Existem dezenas de álbuns que se propõem a emoldurar uma sonoridade específica saída de um movimento, de uma época, de um gênero específico ou de uma artista. Poucos deles, porém, conseguem acertar em cheio com a precisão milimétrica como é o caso do magistral Through The Wall, terceiro álbum da cantora Rochelle Jordan.

Continuando sua exploração sonora iniciada no também ótimo Play with the Changes, de 2021, a cantora se concentra de maneira ainda mais direta ao direcionar sua atenção ao deep house. Não que o gênero surgido no final dos anos oitenta seja o único incorporado à sonoridade do álbum, mas é claramente a base principal sobre a qual a produção vai sendo construída. E a produção emoldura essa base sonora à perfeição, fazendo exatamente o necessário para não soar como uma cópia e/ou uma exploração de nostalgia barata.

Boa parte da qualidade da refinada produção está em saber incrementar a base de Through The Wall com doses suculentas, classudas, substanciais e graciosas de dance-pop, garage house, R&B, bass e pop, que apenas dão profundidade ao álbum. Todavia, essas adições não seriam tão efetivas se não fossem aliadas esteticamente à construção do deep house — o que, felizmente, a produção soube executar muito bem ao compreender quais influências, e principalmente de qual período, deveria utilizar.

Fica fácil notar que existe uma clara decisão de se basear em uma estética do final dos anos oitenta e início dos noventa, misturando toques de vogue, Ballroom, artistas cults, elementos de Janet Jackson, funk eletrônico, a estética de remixes de nomes como Sade e Diana Ross, entre outros pontos. E esse caldeirão poderia ter resultado em um trabalho bom, porém sem tempero devido à falta de originalidade. Felizmente, não é o que acontece, pois, em quase uma hora distribuída em dezessete faixas, Through The Wall é sempre excitante, envolvente, cheio de personalidade verdadeira, elegante, sensual e fluido, sem perder o ritmo em nenhum momento, mesmo apresentando algumas mudanças de cadência aqui e ali. E isso é raríssimo, pois a produção teria várias oportunidades de perder o pique de maneira até justificável e perdoável. Ao invés disso, o álbum se torna aquele tipo de trabalho que nos impele a ouvir do começo ao fim sem pular nenhuma faixa. E a cola que une tudo é a presença brilhante de Rochelle Jordan.

Dona de uma voz aveludada, melódica, sensual, profunda e encantadora, a cantora transita de forma cativante e deslumbrante pelos meandros e caminhos que a produção entrega, adicionando uma camada preciosa de personalidade e uma belíssima força interpretativa sempre mutável. Suas influências no R&B, claras mas nunca restritas a um lugar de conforto, fazem com que sua performance transmita continuamente a impressão de estarmos ouvindo uma artista que nunca se apoia no seguro — mesmo mostrando total domínio vocal. E isso confere a Through The Wall a sensação ainda mais forte de estarmos diante de um trabalho de preciosidade rara e brilhante.

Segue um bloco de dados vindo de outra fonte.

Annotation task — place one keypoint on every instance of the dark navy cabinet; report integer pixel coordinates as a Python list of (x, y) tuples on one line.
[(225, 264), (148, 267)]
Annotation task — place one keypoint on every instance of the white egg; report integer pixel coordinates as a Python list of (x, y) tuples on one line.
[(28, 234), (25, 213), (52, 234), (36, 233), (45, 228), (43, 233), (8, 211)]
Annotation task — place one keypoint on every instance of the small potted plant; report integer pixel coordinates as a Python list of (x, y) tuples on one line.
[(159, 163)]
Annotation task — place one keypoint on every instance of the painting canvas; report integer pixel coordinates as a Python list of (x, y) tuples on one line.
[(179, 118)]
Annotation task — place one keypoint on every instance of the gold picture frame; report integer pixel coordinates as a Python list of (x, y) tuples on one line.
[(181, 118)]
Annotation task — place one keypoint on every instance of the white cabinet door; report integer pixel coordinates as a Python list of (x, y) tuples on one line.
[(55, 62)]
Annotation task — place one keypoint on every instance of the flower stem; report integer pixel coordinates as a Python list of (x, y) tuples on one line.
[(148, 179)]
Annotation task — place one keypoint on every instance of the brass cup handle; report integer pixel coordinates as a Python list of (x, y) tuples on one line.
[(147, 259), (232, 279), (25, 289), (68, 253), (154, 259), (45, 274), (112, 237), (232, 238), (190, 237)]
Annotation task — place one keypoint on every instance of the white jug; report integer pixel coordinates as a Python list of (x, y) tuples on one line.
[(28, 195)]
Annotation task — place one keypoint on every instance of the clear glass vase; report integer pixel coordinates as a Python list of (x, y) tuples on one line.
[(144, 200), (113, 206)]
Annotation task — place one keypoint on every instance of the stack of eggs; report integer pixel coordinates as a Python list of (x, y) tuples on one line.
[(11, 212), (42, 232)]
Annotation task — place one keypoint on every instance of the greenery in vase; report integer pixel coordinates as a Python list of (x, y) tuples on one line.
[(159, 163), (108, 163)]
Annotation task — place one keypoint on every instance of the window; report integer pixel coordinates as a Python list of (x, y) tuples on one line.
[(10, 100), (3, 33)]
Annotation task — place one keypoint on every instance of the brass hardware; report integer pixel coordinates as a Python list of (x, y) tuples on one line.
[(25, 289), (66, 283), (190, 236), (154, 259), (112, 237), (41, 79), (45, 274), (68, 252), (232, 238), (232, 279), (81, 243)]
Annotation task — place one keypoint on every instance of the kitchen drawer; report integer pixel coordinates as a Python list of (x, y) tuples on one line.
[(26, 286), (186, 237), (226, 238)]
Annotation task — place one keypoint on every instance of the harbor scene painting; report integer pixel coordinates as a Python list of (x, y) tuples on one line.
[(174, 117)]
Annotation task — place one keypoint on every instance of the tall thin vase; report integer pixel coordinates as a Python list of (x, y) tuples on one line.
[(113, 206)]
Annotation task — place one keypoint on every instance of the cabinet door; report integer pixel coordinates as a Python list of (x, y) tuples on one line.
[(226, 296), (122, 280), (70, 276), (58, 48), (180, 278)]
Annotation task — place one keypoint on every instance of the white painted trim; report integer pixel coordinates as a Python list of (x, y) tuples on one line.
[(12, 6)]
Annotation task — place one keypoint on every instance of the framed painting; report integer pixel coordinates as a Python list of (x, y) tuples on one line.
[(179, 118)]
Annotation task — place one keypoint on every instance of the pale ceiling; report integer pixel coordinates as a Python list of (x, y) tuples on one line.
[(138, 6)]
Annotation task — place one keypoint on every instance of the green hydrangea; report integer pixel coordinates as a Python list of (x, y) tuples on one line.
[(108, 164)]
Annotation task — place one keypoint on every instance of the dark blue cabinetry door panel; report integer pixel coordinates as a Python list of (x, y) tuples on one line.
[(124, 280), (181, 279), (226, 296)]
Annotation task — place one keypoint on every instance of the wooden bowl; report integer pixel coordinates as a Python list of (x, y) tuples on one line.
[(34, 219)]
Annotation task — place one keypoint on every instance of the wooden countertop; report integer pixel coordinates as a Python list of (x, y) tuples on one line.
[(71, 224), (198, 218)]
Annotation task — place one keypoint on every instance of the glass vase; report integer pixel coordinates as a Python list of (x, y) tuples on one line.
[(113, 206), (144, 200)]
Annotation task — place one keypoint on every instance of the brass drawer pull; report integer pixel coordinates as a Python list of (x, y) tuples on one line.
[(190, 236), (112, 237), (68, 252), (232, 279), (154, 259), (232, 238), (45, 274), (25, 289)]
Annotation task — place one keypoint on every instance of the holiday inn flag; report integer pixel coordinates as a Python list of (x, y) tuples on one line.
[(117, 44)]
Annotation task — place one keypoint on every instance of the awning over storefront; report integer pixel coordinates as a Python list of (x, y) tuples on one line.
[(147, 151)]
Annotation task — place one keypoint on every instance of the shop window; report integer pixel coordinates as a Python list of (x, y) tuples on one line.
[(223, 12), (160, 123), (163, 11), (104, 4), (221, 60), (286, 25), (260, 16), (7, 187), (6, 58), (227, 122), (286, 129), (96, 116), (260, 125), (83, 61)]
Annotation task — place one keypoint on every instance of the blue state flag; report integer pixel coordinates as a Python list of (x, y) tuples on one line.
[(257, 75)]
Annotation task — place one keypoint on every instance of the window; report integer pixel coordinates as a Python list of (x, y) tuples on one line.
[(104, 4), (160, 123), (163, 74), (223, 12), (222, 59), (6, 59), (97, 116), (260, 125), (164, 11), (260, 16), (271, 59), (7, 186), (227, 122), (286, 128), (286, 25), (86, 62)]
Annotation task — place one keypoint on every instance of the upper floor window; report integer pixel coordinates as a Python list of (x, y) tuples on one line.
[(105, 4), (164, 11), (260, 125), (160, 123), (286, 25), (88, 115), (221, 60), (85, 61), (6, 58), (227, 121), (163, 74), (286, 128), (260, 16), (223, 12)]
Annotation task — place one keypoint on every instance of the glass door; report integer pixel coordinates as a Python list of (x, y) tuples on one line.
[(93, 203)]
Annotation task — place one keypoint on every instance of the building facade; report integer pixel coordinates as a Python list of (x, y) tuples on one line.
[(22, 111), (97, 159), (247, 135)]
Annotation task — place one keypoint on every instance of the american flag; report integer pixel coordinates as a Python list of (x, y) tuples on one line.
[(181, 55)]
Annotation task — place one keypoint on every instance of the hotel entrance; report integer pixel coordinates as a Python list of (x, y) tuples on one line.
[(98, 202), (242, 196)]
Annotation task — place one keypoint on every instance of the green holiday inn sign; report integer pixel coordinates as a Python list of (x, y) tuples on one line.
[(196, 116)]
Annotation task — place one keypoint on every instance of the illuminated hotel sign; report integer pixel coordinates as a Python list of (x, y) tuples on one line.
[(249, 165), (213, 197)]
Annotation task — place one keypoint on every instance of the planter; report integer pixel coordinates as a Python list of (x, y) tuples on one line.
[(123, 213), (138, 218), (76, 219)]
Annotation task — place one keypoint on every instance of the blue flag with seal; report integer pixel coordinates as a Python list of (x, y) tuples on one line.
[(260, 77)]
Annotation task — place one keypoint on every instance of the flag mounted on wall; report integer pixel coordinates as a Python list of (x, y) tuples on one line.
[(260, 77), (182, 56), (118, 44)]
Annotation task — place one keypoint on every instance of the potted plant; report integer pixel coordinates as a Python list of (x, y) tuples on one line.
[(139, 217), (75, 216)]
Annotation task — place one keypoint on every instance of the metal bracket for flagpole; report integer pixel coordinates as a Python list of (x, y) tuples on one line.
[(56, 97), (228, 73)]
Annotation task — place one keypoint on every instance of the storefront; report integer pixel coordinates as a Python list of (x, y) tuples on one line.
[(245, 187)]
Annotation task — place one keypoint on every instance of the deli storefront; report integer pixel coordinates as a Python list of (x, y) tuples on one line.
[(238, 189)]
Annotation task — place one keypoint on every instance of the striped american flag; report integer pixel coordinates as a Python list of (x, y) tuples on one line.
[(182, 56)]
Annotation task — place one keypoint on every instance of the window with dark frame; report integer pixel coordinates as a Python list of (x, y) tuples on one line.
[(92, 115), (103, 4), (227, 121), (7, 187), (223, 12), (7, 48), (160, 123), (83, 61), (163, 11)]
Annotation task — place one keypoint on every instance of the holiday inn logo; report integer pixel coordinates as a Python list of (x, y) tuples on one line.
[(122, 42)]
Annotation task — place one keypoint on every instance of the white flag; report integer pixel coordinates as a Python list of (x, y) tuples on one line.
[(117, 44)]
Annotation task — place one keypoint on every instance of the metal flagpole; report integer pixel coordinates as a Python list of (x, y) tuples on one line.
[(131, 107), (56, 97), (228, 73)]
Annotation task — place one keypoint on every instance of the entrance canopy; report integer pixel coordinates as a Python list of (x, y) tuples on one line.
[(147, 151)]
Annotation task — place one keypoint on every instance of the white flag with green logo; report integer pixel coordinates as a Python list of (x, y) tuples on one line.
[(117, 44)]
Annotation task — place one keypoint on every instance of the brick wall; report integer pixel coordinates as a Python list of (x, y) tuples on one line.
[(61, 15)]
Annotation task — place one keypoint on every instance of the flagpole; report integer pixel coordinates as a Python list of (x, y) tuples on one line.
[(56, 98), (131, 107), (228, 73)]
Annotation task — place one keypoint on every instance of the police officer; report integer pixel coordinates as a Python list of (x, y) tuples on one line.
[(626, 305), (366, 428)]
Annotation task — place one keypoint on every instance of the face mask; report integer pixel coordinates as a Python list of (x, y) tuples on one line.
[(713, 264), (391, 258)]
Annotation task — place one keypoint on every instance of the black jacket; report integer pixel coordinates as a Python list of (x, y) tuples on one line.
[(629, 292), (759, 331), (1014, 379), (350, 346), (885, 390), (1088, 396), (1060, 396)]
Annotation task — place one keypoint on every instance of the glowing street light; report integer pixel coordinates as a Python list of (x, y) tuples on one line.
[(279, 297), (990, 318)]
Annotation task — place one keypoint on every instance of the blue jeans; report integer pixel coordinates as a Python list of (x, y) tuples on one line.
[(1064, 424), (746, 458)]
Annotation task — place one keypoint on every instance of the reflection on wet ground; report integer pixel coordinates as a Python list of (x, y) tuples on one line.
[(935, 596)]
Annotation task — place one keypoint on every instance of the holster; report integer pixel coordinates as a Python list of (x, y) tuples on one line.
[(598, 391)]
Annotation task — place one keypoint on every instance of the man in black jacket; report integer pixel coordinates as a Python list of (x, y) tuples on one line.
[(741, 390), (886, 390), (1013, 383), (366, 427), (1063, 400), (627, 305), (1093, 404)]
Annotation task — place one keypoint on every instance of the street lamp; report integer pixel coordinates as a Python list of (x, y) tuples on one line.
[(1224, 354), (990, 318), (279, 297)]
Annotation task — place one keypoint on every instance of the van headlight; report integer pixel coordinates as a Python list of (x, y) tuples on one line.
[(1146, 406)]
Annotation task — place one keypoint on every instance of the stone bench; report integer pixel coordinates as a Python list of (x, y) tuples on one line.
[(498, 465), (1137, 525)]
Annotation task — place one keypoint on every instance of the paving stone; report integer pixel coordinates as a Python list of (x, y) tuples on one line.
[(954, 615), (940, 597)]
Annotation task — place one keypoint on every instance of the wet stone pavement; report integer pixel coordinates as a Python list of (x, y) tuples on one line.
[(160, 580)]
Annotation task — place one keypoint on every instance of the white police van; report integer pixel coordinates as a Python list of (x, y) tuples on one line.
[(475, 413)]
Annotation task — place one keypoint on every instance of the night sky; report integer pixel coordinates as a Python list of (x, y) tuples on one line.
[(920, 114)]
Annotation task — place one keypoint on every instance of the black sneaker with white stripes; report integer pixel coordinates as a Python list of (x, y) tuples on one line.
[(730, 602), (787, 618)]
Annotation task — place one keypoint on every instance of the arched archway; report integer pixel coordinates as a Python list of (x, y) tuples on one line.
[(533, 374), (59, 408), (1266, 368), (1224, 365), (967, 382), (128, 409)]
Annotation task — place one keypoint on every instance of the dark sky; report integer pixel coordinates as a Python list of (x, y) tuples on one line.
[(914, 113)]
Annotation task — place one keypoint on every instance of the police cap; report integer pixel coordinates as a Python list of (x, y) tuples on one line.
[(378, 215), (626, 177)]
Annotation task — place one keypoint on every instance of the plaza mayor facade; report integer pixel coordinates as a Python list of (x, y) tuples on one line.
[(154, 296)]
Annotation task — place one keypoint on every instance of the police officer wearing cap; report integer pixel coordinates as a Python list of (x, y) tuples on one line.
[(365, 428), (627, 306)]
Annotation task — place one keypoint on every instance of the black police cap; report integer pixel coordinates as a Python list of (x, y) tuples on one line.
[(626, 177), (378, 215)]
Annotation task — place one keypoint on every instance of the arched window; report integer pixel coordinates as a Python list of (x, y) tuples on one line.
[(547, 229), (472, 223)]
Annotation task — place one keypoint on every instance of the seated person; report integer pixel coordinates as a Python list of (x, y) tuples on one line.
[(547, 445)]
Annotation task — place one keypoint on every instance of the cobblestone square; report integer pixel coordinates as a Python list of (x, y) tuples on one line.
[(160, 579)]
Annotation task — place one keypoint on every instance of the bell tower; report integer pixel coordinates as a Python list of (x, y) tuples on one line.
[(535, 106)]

Tentar apontar alguns destaques aqui é uma tarefa difícil, pois, como dito, este é daqueles álbuns impossíveis de ouvir pulando faixas. Todavia, é possível fazer uma curadoria das canções que melhor representam sua qualidade. Começa pela excitante batida da deliciosa “Ladida”, passa pela majestosa “Doing It Too” com seu refrão cativante, pela melancolia dançante de “Never Enough”, pelo toque drum and bass da batida cadenciada de “Bite The Bait”, pela construção diretamente dançante de “Crave” — com um refrão que facilmente poderia ter sido gravado pela Janet —, pelo toque de hip hop em “Get It Off” e, por fim, pela suculência sexy de “Sweet Sensation”.

Through The Wall é, sem dúvidas, um dos melhores álbuns de 2025, fazendo de Rochelle Jordan uma artista que você precisa conhecer urgentemente. É para o seu próprio bem.